Haskell: Not a memory leak from ST / GC?

I have a calculation inside ST that allocates memory through Data.Vector.Unboxed.Mutable. A vector is never read or written, and no link is saved outside of runST (as far as I know). The problem is that when I run my ST calculations several times, I sometimes seem to save memory for the vector around.

Distribution Statistics:

5,435,386,768 bytes allocated in the heap 5,313,968 bytes copied during GC 134,364,780 bytes maximum residency (14 sample(s)) 3,160,340 bytes maximum slop 518 MB total memory in use (0 MB lost due to fragmentation) 
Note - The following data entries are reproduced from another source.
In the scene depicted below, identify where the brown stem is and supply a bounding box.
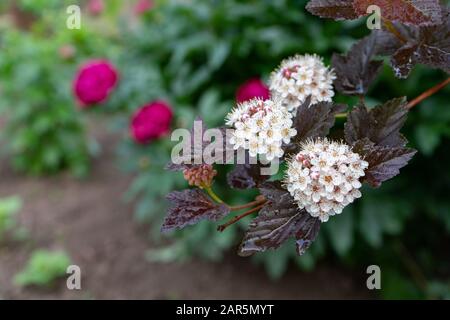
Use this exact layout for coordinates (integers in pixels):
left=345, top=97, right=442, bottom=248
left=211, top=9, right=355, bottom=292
left=406, top=78, right=450, bottom=109
left=382, top=19, right=408, bottom=43
left=217, top=204, right=264, bottom=232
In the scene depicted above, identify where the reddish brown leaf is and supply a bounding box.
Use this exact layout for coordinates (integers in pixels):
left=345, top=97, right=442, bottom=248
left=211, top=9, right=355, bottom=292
left=239, top=182, right=320, bottom=256
left=285, top=97, right=347, bottom=154
left=306, top=0, right=358, bottom=20
left=353, top=138, right=417, bottom=188
left=345, top=98, right=408, bottom=147
left=161, top=189, right=230, bottom=232
left=332, top=35, right=383, bottom=95
left=353, top=0, right=442, bottom=26
left=375, top=8, right=450, bottom=78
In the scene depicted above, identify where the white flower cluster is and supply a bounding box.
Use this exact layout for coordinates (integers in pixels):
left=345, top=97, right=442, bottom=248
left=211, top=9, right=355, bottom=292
left=226, top=99, right=297, bottom=161
left=285, top=139, right=368, bottom=222
left=269, top=54, right=336, bottom=111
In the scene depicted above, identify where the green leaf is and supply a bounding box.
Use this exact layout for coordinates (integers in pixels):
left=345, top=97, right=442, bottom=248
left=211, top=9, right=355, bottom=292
left=324, top=207, right=354, bottom=256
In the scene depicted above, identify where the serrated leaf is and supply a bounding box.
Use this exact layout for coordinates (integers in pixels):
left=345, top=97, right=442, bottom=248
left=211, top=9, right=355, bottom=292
left=344, top=98, right=408, bottom=147
left=376, top=8, right=450, bottom=78
left=161, top=189, right=230, bottom=232
left=286, top=97, right=347, bottom=153
left=239, top=182, right=320, bottom=256
left=353, top=138, right=417, bottom=188
left=353, top=0, right=442, bottom=26
left=306, top=0, right=358, bottom=20
left=331, top=35, right=383, bottom=95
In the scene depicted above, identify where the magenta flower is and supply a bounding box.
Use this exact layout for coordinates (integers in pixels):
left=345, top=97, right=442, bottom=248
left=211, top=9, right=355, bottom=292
left=87, top=0, right=105, bottom=16
left=130, top=100, right=173, bottom=144
left=73, top=60, right=119, bottom=107
left=236, top=78, right=270, bottom=103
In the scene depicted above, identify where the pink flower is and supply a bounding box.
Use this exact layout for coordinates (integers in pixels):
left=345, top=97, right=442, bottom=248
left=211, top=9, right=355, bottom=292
left=236, top=78, right=270, bottom=103
left=130, top=100, right=173, bottom=144
left=73, top=60, right=119, bottom=107
left=134, top=0, right=153, bottom=15
left=88, top=0, right=105, bottom=16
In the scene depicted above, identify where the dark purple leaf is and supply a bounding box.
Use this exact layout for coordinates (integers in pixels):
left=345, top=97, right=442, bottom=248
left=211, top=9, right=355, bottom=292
left=353, top=0, right=442, bottom=26
left=332, top=35, right=383, bottom=95
left=286, top=97, right=347, bottom=153
left=345, top=98, right=408, bottom=147
left=353, top=138, right=417, bottom=188
left=161, top=189, right=230, bottom=232
left=239, top=182, right=320, bottom=256
left=306, top=0, right=358, bottom=20
left=375, top=8, right=450, bottom=78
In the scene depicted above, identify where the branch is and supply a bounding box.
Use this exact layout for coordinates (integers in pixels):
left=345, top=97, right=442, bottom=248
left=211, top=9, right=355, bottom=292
left=406, top=78, right=450, bottom=109
left=217, top=203, right=264, bottom=232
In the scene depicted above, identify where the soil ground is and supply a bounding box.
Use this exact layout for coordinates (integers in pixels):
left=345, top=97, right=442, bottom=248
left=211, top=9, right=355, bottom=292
left=0, top=123, right=370, bottom=299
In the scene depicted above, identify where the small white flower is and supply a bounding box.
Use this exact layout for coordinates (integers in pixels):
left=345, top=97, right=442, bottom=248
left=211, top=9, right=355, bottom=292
left=226, top=99, right=297, bottom=161
left=269, top=54, right=336, bottom=111
left=284, top=139, right=368, bottom=222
Here I call runST 20x with different values ​​for my calculation and a 128 MB vector (again - unused, not returned or not mentioned outside of ST). The maximum residence looks good, basically just my vector plus a few MB of other things. But general memory usage indicates that I have four copies of the vector at the same time. This scales perfectly with the size of the vector, for 256 MB we get 1030 MB, as expected.

Using a 1GB vector ends up in memory (4x1GB + overhead> 32 bits). I don’t understand why RTS preserves apparently unused, unidentified memory, and not just GC'ing, at least at the moment when the distribution would otherwise fail.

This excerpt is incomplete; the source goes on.